In plot below you can see first 200 iterations of the recovery procedure. Energy value was decreasing after each iteration until it reached the local minimum where pattern is equal to 2.

And finally we can look closer to the network memory using Hinton diagram.

>>> from neupy import plots
>>> import matplotlib.pyplot as plt
>>>
>>> plt.figure(figsize=(14, 12))
>>> plt.title("Hinton diagram")
>>> plots.hinton(dhnet.weight)
>>> plt.show()


This graph above shows the network weight matrix and all information stored inside of it. Hinton diagram is a very simple technique for the weight visualization in neural networks. Each value encoded in square where its size is an absolute value from the weight matrix and color shows the sign of this value. White is a positive and black is a negative. Usually Hinton diagram helps identify some patterns in the weight matrix.

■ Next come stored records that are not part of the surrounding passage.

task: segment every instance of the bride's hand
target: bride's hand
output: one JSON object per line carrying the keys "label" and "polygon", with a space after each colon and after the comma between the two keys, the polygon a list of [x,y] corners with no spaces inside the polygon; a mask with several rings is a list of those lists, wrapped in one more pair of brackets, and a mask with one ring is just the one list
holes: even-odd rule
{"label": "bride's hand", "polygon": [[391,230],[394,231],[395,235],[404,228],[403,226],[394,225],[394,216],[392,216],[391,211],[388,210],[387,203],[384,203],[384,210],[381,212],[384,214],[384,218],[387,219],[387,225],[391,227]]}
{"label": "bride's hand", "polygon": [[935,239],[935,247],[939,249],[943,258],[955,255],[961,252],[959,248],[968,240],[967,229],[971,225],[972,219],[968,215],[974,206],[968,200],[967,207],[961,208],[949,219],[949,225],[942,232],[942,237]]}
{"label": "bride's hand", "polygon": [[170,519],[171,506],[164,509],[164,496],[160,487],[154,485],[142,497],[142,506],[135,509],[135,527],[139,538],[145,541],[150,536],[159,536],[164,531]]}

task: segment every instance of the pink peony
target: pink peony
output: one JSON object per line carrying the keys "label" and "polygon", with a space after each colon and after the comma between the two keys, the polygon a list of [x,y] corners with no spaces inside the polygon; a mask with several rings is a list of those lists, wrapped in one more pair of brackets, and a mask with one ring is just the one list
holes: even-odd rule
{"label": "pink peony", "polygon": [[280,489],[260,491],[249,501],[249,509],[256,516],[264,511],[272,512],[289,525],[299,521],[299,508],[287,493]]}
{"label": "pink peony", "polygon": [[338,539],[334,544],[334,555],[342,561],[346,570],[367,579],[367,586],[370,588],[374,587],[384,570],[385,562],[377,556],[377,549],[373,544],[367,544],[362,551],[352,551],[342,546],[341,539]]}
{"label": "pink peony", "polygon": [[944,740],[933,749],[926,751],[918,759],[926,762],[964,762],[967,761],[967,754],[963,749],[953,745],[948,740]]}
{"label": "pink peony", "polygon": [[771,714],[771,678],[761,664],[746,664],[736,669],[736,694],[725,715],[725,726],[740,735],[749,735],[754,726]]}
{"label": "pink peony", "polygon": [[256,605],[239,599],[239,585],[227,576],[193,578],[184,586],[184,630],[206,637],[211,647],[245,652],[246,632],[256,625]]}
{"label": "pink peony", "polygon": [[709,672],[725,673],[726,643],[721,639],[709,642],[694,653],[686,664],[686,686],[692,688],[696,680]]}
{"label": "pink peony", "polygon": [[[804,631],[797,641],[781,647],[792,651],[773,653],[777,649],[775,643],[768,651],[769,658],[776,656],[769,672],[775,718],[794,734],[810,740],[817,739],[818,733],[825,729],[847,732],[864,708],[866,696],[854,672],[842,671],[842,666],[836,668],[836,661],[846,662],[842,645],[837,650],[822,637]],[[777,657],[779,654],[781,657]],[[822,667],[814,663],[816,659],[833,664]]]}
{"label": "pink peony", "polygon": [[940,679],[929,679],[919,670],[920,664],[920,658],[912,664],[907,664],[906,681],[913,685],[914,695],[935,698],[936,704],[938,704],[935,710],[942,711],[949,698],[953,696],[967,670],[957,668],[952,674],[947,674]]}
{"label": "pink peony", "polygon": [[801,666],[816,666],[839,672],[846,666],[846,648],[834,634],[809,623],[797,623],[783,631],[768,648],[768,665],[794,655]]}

Let’s go back to the graph. What can you say about the network just by looking at this picture? First of all you can see that there is no squares on the diagonal. That is because they are equal to zero. The second important thing you can notice is that the plot is symmetrical. But that is not all that you can withdraw from the graph. Can you see different patterns? You can find rows or columns with exactly the same values, like the second and third columns. Fifth column is also the same but its sign is reversed. Now look closer to the antidiagonal. What can you say about it? If you are thinking that all squares are white - you are right. But why is that true? Is there always the same patterns for each memory matrix? No, it is a special property of patterns that we stored inside of it. If you draw a horizontal line in the middle of each image and look at it you will see that values are opposite symmetric. For instance, $$x_1$$ opposite symmetric to $$x_{30}$$, $$x_2$$ to $$x_{29}$$, $$x_3$$ to $$x_{28}$$ and so on. Zero pattern is a perfect example where each value have exactly the same opposite symmetric pair. One is almost perfect except one value on the $$x_2$$ position. Two is not clearly opposite symmetric. But if you check each value you will find that more than half of values are symmetrical. Combination of those patterns gives us a diagonal with all positive values. If we have all perfectly opposite symmetric patterns then squares on the antidiagonal will have the same length, but in this case pattern for number 2 gives a little bit of noise and squares have different sizes.

Properties that we’ve reviewed so far are just the most interesting and maybe other patterns you can encounter on your own.